Em tempos de pandemia, as mulheres não estão dedicando mais tempo aos filhos, aos idosos e /ou aos doentes, nem tampouco dividindo tais tarefas com os homens de maneira mais igualitária. Na verdade, as mulheres estão disputando o tempo que era passado fora de casa com os afazeres domésticos. A rotina que diferenciava “trabalho de casa” e ” trabalho fora de casa” e que bem ou mal, acabava por produzir fronteiras laborais mais ou menos delineadas, virou uma rotina onde tudo fica junto e misturado, exigindo ainda mais desenvoltura física e emocional das mulheres. Na verdade, estamos mais cansadas. E nem sei se estamos percebendo isso.

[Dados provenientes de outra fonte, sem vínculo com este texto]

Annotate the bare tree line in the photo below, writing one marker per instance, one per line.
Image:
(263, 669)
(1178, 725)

E parte de nós está mais cansada ainda, também, porque o trabalho doméstico feito por profissionais, em sua maioria mulheres, está suspenso. Deslocadas do “trabalho fora de casa” estão confinadas com sua prole, sem direito a nenhum descanso, fazendo das tripas, coração para gerenciar a crise econômica que se abate sobre o corpo e a mente. E aqui não falo da antiética rivalidade entre saúde e economia. Entre salvar vidas e salvar empregos. Falo em como se manter e manter os seus vivos para que se pense em como se refazer depois que tudo isso passar. Porque há de se estar viva para poder se recompor.

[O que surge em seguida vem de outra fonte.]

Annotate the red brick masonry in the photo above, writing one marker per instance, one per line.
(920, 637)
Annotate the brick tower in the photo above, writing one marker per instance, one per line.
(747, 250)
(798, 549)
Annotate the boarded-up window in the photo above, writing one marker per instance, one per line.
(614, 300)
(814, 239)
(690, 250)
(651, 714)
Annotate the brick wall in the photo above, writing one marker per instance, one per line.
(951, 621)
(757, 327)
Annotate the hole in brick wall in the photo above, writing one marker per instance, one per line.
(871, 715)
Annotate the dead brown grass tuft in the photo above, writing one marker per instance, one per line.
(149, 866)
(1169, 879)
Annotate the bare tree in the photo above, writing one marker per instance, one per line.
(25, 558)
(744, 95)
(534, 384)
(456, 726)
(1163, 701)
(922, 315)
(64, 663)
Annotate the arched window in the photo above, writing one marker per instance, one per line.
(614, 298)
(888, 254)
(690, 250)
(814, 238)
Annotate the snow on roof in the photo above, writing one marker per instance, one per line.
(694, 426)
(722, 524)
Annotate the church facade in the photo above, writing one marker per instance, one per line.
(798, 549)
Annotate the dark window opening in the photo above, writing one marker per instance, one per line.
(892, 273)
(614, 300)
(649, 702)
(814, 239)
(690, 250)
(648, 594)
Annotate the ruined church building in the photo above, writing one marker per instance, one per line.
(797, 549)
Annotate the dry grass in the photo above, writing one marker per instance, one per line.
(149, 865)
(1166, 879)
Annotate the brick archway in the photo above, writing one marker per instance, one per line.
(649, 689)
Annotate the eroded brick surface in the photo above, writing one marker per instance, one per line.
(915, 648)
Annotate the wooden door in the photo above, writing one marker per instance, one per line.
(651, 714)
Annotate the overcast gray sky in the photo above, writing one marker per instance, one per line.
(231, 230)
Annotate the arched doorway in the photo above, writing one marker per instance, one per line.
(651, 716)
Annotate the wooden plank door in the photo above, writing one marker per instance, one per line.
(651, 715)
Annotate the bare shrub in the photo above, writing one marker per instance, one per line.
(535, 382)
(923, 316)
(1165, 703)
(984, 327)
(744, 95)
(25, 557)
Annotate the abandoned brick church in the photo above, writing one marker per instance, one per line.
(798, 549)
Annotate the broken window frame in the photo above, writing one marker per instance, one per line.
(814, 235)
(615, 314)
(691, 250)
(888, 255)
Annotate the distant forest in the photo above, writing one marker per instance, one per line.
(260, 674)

Outras muitas de nós, na verdade, 7 em cada 10 profissionais de saúde no mundo inteiro, são mulheres que em parte estão proibidas de voltar pra casa, terceirizando o cuidado de suas famílias a outras mulheres: mães, irmãs, vizinhas. E quando podem voltar pra casa, não levam, literlamente, o “trabalho de fora de casa”, mas, levam o cansaço, o medo, a incerteza de quem pode ou não estar contaminada, de quem pode ou não infectar outras pessoas. E acumulam esse peso com o serviço doméstico que não cessa, em nenhuma dessas situações.

Mas, entre todas nós, as trabalhadoras pobres , negras e chefes de família são as mais atingidas por crises. Elas estão na base da pirâmide social, desempenhando trabalhos braçais, com baixíssimas remunerações e submetidas a exaustivas jornadas de trabalho. São as que mais precisam do apoio estrutural do estado e da solidariedade da sociedade. A elas, há poucas alternativas fora do que o estado pode e deve oferecer e o que a sociedade pode compartilhar. Devemos conhecer mais e melhor a vasta literatura que existe sobre a face feminina da pobreza mundial.

A pandemia deveria nos fazer repensar tudo isso, mas, antes e depois dela haverá um mundo capitalista, caracterizado pela relação capital x trabalho, marcado pela divisão social e sexual do trabalho. A boa e velha luta de classes clara, nítida e ainda mais acirrada.

Que nós, os democratas, progressistas, de esquerda, de centro… possamos fazer da divisão social e sexual do trabalho um pauta central em nosso repertório político. Pelo menos isso, temos condições de alterar.

Nágyla Drumond.
Socióloga. Professora Universitária. Doutora em Sociologia. Secretária Estadual de Mulheres do PCdoB/Ce.